How many young Traditional Health Practitioners are currently classified as NEET because our systems have not yet learned how to recognise the value of what they do?

The answer may reveal one of the country’s most overlooked opportunities for youth development, employment creation, skills development, and community empowerment.

If we are serious about reducing youth unemployment, strengthening community health systems, preserving Indigenous Knowledge Systems, and expanding pathways to economic participation, then Traditional Health Practice cannot remain at the margins of the conversation.

After all, the future of youth development in South Africa will not be built solely through universities, colleges, and workplaces.

It will also be built in communities.

Through mentorship.

Through apprenticeship.

Through Indigenous Knowledge Systems.

Through entrepreneurship.

And through professions that sustained generations long before the modern state emerged.
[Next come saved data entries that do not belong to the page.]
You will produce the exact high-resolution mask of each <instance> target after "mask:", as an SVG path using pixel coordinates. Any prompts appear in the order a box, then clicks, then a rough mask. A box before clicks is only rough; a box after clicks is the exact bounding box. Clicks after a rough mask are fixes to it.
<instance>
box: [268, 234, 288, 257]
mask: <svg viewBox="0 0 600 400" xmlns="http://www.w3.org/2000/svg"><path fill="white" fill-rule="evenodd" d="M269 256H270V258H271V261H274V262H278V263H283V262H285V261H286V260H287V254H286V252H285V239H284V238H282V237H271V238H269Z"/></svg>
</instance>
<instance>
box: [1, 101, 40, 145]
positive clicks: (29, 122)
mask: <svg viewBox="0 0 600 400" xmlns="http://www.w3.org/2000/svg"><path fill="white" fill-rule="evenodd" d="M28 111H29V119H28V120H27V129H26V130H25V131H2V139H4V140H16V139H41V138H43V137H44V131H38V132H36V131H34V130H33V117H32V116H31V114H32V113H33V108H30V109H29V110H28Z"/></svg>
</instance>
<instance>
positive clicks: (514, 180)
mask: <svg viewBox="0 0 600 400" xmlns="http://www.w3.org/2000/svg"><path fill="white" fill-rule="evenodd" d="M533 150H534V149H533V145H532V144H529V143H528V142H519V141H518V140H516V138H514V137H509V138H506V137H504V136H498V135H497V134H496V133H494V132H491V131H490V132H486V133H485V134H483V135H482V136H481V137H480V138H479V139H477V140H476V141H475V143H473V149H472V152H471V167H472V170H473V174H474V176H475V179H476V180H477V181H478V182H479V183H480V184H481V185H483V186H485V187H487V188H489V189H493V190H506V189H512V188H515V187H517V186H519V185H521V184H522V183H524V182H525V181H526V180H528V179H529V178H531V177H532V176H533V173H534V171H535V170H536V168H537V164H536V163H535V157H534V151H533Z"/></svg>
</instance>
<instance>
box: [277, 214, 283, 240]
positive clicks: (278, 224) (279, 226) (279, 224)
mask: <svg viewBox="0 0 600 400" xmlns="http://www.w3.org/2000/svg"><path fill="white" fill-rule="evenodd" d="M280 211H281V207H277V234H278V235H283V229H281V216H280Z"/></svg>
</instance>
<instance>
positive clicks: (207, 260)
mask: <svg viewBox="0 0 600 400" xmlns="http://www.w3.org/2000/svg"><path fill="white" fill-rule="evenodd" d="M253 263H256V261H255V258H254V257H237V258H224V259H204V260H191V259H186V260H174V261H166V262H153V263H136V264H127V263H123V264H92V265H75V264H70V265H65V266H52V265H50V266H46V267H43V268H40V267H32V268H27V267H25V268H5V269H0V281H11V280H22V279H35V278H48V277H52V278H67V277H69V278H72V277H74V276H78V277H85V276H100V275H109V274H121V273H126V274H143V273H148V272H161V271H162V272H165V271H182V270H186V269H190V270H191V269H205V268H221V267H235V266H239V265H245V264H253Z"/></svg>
This Youth Month should therefore challenge us to move beyond recognition.

The next frontier is inclusion.

The next frontier is mobility.

The next frontier is parity.

And young Traditional Health Practitioners deserve to be part of that future.

Jameo Calvert
Jameo Calvert

Ngaka Tshabadira Mokoena oa Nkopane oa Mathunya (Dr Thabiso Edison Jameo Calvert, SC-THP(SA), D.THSc.) is President of THPASA and a South African Indigenous Health Scientist with more than 14 years of professional practice in African Traditional Medicine. He writes on Indigenous Health Sciences, traditional health policy, practitioner development, and the role of African knowledge systems in healthcare, education, and society.